Wind power Friday Funny from xcrd
http://xkcd.com/556/

Brian H
February 18, 2011 12:22 pm

Someone mentioned Bussard’s PolyWell project, now carried on by Emc2, under contract to the US Navy.
Another (even smaller) outfit (no gubmint funding whatsoever) is LPPhysics.com — and it may achieve break-even this year. Would likely have already done so if the switches they purchased as state-0f-the-art 45kV gear weren’t actually only able to handle 25kV. About 9 of the last 12 months were eaten by hand-engineering of upgrades, now complete.
If it clicks, electricity prices would crash by a factor of 10-50X (depending on market), about 6¢/W to install, and 0.3¢/kwh at source. Tiny generators (ship in standard containers), ~5MW each, no radiation, direct power output (no steam turbines!). Timeline is now about 3-5 yrs. out. LPP would sell licenses to mfrs. world-wide for local marketing and use.
At which point every wind and solar plant on the planet becomes pricey scrap; economic road-kill. Hurrah!

Brian H
February 18, 2011 12:32 pm

Bill;
your numbers are just the wind industry’s PR.
Energy extraction from ANY low-density source requires large commitments of real estate and capital, and maintenance is a horror show just because of proliferation of units and dispersal.
(To cap it off, turbine infrasound wrecks people’s health and quality of life.
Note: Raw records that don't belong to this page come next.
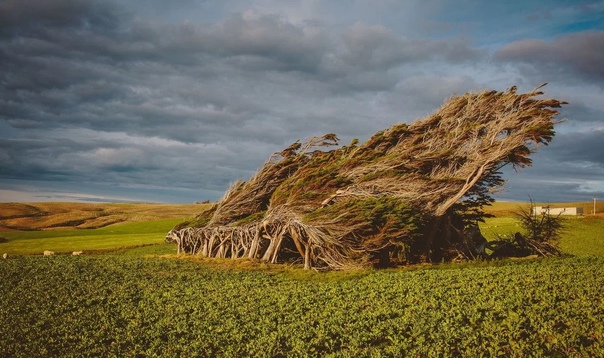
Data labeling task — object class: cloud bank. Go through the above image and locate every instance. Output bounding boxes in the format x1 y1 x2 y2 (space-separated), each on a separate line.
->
0 0 604 202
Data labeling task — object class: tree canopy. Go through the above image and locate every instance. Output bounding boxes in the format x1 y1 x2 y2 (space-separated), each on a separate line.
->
169 86 565 269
Google WTS (Wind Turbine Syndrome). There’s a reason every community with actual or threatened local siting goes ballistic in opposition. )

nofreewind
February 18, 2011 1:40 pm

Roger Sowell says:
February 17, 2011 at 7:40 pm
… It has worked in California for decades. Note that the wind-turbines here generally don’t contend with ice or snow. At least, not yet. Stay tuned on that one.
One can click on this link to see the variations in wind power for the day in California.
http://caiso.com/outlook/SystemStatus.html This graph is updated daily.
==================
Look at the output today(2/18). All those wind turbines in Ca produced today was an ave of 300 MW. On small NatGas plant in someone’s backyard could produce three times that much.

February 18, 2011 2:36 pm

Wind power besides being unreliable and undispatchable, is unsustainable. Wind power facilities will consume more than 3 times the amount of energy needed to design, fabricate, erect, operate, maintain and decommission than they will ever produce. Wind power is a collosal waste of resources.
Get the facts. http://www.windpowerfraud.com.

February 18, 2011 4:46 pm

Charles S. Opalek, PE says:
February 18, 2011 at 2:36 pm
Wind power besides being unreliable and undispatchable, is unsustainable.

But what do you really think? lol
I will see that this link is passed along to the “right people”!